Boineau put her house on the market last August priced just shy of $1 million, after repairs from two straight years of flooding that had come up under the house but left the interior largely unaffected. Then in September, the remnants of Hurricane Irma inundated the first floor of the house with eight inches of water.
Even when a property has flooded, local real estate agents said homeowners can reassure buyers by waterproofing electrical systems, moving ductwork and, at the extreme, elevating the entire house — a pricey endeavor.
Boineau made ductwork and other repairs after the first two flooding events, but after the third, she dropped the price to $599,900 and went through a lengthy process to get permission for demolition.
Now, Boineau says, a new buyer can build an elevated property on the lot. When that’s done, her real estate agent, Robin Reeves, said the property should “go for 1.3 to 1.4 million dollars.”

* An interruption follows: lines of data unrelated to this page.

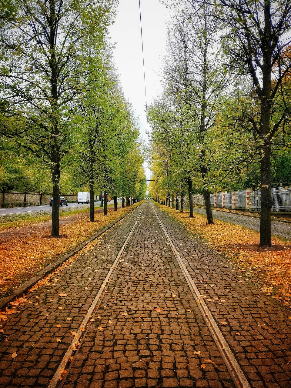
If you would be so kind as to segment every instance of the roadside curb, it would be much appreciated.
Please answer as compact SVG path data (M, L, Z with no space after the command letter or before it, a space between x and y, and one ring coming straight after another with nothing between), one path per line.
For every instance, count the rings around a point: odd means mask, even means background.
M3 298L0 298L0 309L2 309L3 307L6 307L7 305L9 303L9 302L12 301L16 299L16 298L18 298L19 296L22 296L23 294L25 293L29 289L29 288L31 288L32 287L36 284L39 281L41 280L42 279L48 275L49 275L50 274L51 274L52 272L53 272L53 271L59 265L62 264L63 263L68 260L68 259L69 259L70 257L71 257L76 253L77 253L85 246L87 244L90 242L91 241L94 241L97 238L98 238L100 236L105 233L107 230L108 230L108 229L110 229L111 228L112 228L113 226L114 226L118 222L119 222L119 221L121 221L125 217L126 217L127 215L128 215L130 213L131 213L132 211L133 211L136 209L137 209L137 208L140 206L141 204L141 203L140 203L135 208L134 208L133 209L130 209L129 211L124 215L122 216L121 217L120 217L120 218L118 218L116 221L115 221L114 222L109 224L109 225L106 227L98 232L97 234L95 234L92 237L90 237L90 238L84 242L82 243L82 244L81 244L81 245L77 247L77 248L72 252L70 252L69 253L67 253L66 255L63 255L58 260L56 260L56 261L54 262L53 263L52 263L51 264L49 264L47 266L47 267L45 267L45 268L44 268L43 270L40 271L39 272L38 272L35 276L32 277L31 279L29 279L29 280L25 282L25 283L24 283L23 284L22 284L16 289L14 290L13 295L10 295L9 296L4 296Z

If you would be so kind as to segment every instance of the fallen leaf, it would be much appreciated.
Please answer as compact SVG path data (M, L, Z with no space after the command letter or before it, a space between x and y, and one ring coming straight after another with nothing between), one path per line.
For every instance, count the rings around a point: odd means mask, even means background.
M154 310L159 313L163 310L163 309L161 308L160 307L157 307L156 308L154 308Z
M213 361L211 361L211 360L204 360L204 362L209 362L209 364L213 364L213 365L215 365L215 366L216 366L216 364L215 364L215 363Z

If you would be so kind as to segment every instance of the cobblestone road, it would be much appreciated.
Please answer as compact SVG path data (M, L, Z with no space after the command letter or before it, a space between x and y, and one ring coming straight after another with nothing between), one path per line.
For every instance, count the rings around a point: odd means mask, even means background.
M206 214L205 209L202 208L193 207L193 210L199 214ZM214 218L217 220L225 221L230 223L235 223L246 227L254 230L260 231L260 218L250 217L239 214L234 214L227 211L212 210L212 214ZM280 222L279 221L272 221L271 223L272 234L275 236L283 237L288 240L291 240L291 223Z
M252 388L290 388L290 313L152 204L218 324L227 322L221 329ZM146 206L64 386L233 386L149 201ZM140 209L8 316L0 388L47 386Z

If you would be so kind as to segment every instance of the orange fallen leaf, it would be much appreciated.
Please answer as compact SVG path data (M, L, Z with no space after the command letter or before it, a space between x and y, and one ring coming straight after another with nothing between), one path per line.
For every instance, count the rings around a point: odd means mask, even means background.
M157 311L158 313L159 313L163 310L163 309L161 308L160 307L157 307L156 308L154 308L154 310Z
M215 363L213 361L211 361L211 360L204 360L204 362L209 362L209 364L213 364L213 365L215 365L215 366L216 366L216 364L215 364Z

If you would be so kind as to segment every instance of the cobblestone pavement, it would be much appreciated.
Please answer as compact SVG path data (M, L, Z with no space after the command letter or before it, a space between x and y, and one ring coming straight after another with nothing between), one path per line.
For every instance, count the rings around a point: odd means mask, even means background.
M199 214L206 215L206 211L205 209L194 206L193 210L196 213L199 213ZM260 218L213 210L212 210L212 214L213 218L217 220L225 221L230 223L242 225L242 226L252 229L254 230L260 231ZM291 240L291 224L285 223L284 222L280 222L279 221L272 221L271 227L272 234L278 236L279 237L283 237L288 240Z
M227 322L221 331L252 388L291 387L290 313L152 204L218 324ZM64 386L233 386L149 201L146 206ZM8 316L0 388L47 386L140 210Z

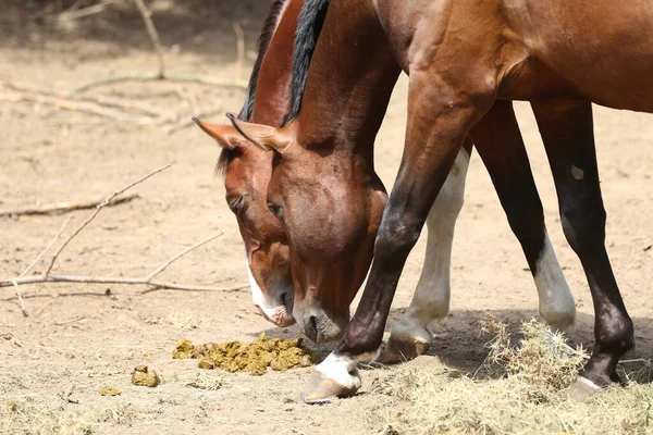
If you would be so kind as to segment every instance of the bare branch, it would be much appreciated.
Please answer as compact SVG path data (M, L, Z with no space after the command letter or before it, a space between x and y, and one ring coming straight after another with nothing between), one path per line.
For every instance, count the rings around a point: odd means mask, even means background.
M109 198L104 199L102 202L100 202L97 208L96 211L86 220L84 221L84 223L82 225L79 225L79 227L77 229L75 229L73 232L73 234L71 234L69 236L69 238L66 238L64 240L64 243L59 247L59 249L54 252L54 254L52 256L52 260L50 260L50 264L48 265L48 269L46 269L46 272L44 273L45 276L48 276L48 274L50 273L50 271L52 270L52 266L54 265L54 262L57 261L57 258L59 257L59 254L61 253L61 251L63 251L63 249L67 246L67 244L71 243L71 240L73 238L75 238L75 236L77 236L77 234L79 234L79 232L82 229L84 229L86 227L86 225L88 225L100 212L100 210L102 210L104 207L107 207L107 204L109 204L113 198L118 197L120 194L123 194L124 191L126 191L127 189L131 189L132 187L136 186L137 184L140 184L143 182L145 182L146 179L155 176L156 174L158 174L161 171L165 171L167 169L169 169L170 166L172 166L172 163L168 163L167 165L159 167L156 171L150 172L149 174L147 174L146 176L141 177L140 179L130 184L126 187L123 187L122 189L114 191L113 195L111 195Z
M19 298L19 304L21 306L21 311L23 312L24 318L28 318L29 313L27 312L27 308L25 307L25 301L23 300L23 294L21 293L21 287L19 287L17 279L12 279L11 284L16 288L16 297Z
M169 82L169 83L194 83L207 86L222 86L227 88L247 89L247 82L239 78L223 78L223 77L205 77L201 75L171 75L167 74L163 79L157 74L128 74L118 77L101 78L99 80L89 82L84 86L74 89L71 95L86 92L90 89L116 85L126 82Z
M77 227L77 229L75 229L63 241L63 244L59 247L59 249L54 252L54 254L52 256L52 259L50 260L50 263L48 264L48 268L46 269L46 271L44 273L38 274L38 275L26 276L27 273L32 270L32 268L34 268L34 265L46 254L46 252L48 252L50 250L50 248L59 239L59 237L63 233L65 226L70 222L70 219L61 226L61 229L59 229L59 233L57 233L57 235L50 241L50 244L46 247L46 249L44 249L38 254L38 257L27 266L27 269L25 269L25 271L23 271L23 273L19 277L16 277L16 278L9 278L9 279L0 279L0 287L10 287L10 286L13 286L15 288L16 297L19 299L19 304L21 307L23 315L28 316L29 314L28 314L27 309L25 307L25 301L23 300L23 295L21 294L21 287L20 286L21 285L27 285L27 284L38 284L38 283L85 283L85 284L121 284L121 285L146 285L146 286L149 286L150 288L144 290L144 293L153 291L156 289L175 289L175 290L188 290L188 291L234 291L234 290L239 290L242 288L247 288L249 286L248 284L237 284L237 285L234 285L234 286L231 286L231 287L212 287L212 286L199 286L199 285L177 284L177 283L161 282L161 281L155 281L153 279L157 275L159 275L160 273L162 273L165 269L168 269L172 263L174 263L176 260L178 260L183 256L185 256L188 252L190 252L190 251L199 248L200 246L206 245L207 243L209 243L211 240L214 240L215 238L222 236L224 234L222 232L220 232L219 234L212 235L210 237L207 237L204 240L198 241L195 245L193 245L193 246L184 249L183 251L181 251L180 253L175 254L170 260L168 260L167 262L164 262L163 264L161 264L159 268L155 269L150 274L148 274L147 276L144 276L144 277L132 278L132 277L113 277L113 276L50 275L50 271L54 266L54 263L57 262L57 259L59 258L59 254L98 215L98 213L100 212L100 210L102 208L104 208L108 204L110 204L118 196L120 196L121 194L125 192L127 189L136 186L137 184L140 184L140 183L145 182L146 179L150 178L151 176L153 176L153 175L156 175L156 174L158 174L158 173L167 170L171 165L172 165L172 163L169 163L169 164L167 164L167 165L164 165L162 167L159 167L156 171L150 172L149 174L145 175L144 177L139 178L138 181L136 181L134 183L131 183L130 185L123 187L120 190L114 191L107 199L104 199L101 202L99 202L96 206L95 212L86 221L84 221L84 223L82 223L82 225L79 225Z
M63 225L61 225L61 229L59 229L59 233L57 233L57 235L54 236L54 238L52 239L52 241L50 241L50 245L48 245L46 247L46 249L44 249L37 258L34 259L34 261L32 262L32 264L29 264L22 274L19 275L19 278L22 278L23 276L27 275L27 273L29 273L29 271L32 270L32 268L34 268L34 265L36 263L38 263L38 260L41 259L41 257L44 257L46 254L46 252L48 252L50 250L50 248L52 247L52 245L54 245L54 243L59 239L59 236L61 236L61 233L63 233L63 229L66 227L66 225L69 224L69 222L71 222L71 217L69 217Z
M245 34L243 27L237 21L232 23L234 33L236 34L236 77L243 77L243 69L245 67Z
M134 199L138 198L137 194L127 195L123 198L115 198L111 202L107 204L107 207L113 207L121 203L130 202ZM0 211L0 217L3 216L24 216L24 215L34 215L34 214L62 214L70 211L75 210L85 210L93 209L99 206L104 199L99 200L83 200L83 201L71 201L71 202L56 202L51 204L46 204L42 207L34 207L26 209L14 209L14 210L3 210Z
M210 110L208 112L201 112L199 114L195 114L195 117L204 120L204 119L207 119L209 116L217 115L219 113L222 113L222 109L220 109L220 110ZM194 125L195 125L195 121L193 121L193 117L184 119L184 120L181 120L180 122L177 122L176 124L173 124L170 127L165 128L165 133L169 134L169 135L172 135L173 133L176 133L180 129L192 127Z
M181 257L184 257L186 253L190 252L194 249L199 248L200 246L208 244L209 241L221 237L222 235L224 235L224 233L220 232L218 234L212 235L211 237L207 237L201 241L198 241L197 244L184 249L183 251L181 251L180 253L177 253L176 256L174 256L173 258L171 258L168 262L161 264L160 268L158 268L157 270L155 270L152 273L150 273L149 275L147 275L147 277L145 278L148 283L158 274L160 274L161 272L163 272L165 269L168 269L168 266L172 263L174 263L177 259L180 259Z

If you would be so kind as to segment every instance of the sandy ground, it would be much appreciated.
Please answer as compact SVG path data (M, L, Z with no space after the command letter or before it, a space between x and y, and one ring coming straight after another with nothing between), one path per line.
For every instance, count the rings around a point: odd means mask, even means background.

Charleston Mayor John Tecklenburg (I) — himself a former real estate agent — said the city is looking for other ways to protect property values. Officials are considering a “comprehensive set of flooding and sea-level-rise strategies,” including improving pumping systems and raising Charleston’s Battery, a sea wall at the tip of the peninsula.
But those are expensive and complex solutions, Tecklenburg said; even if Charleston had the money, designs are not even in place yet for all of the potential engineering projects.
“Our flooding challenges have been around for hundreds of years, because we filled creeks and marshland, before people figured out that wasn’t a particularly wise thing to do,” Tecklenburg said. “So we’re playing catch-up, no doubt about it, and it will take a little time.”
As city officials adjust, so do Charleston residents. Unable to find a buyer willing to purchase and then repair the home, Boineau decided to demolish it and sell the lot in Harleston Village. She is renting a condo just across the river from the city’s central peninsula in West Ashley, where her new neighbors have assured her there has been no flooding. She hopes to buy there after the Harleston lot sells.
“Charleston,” she said, “is still an incredible place to live.”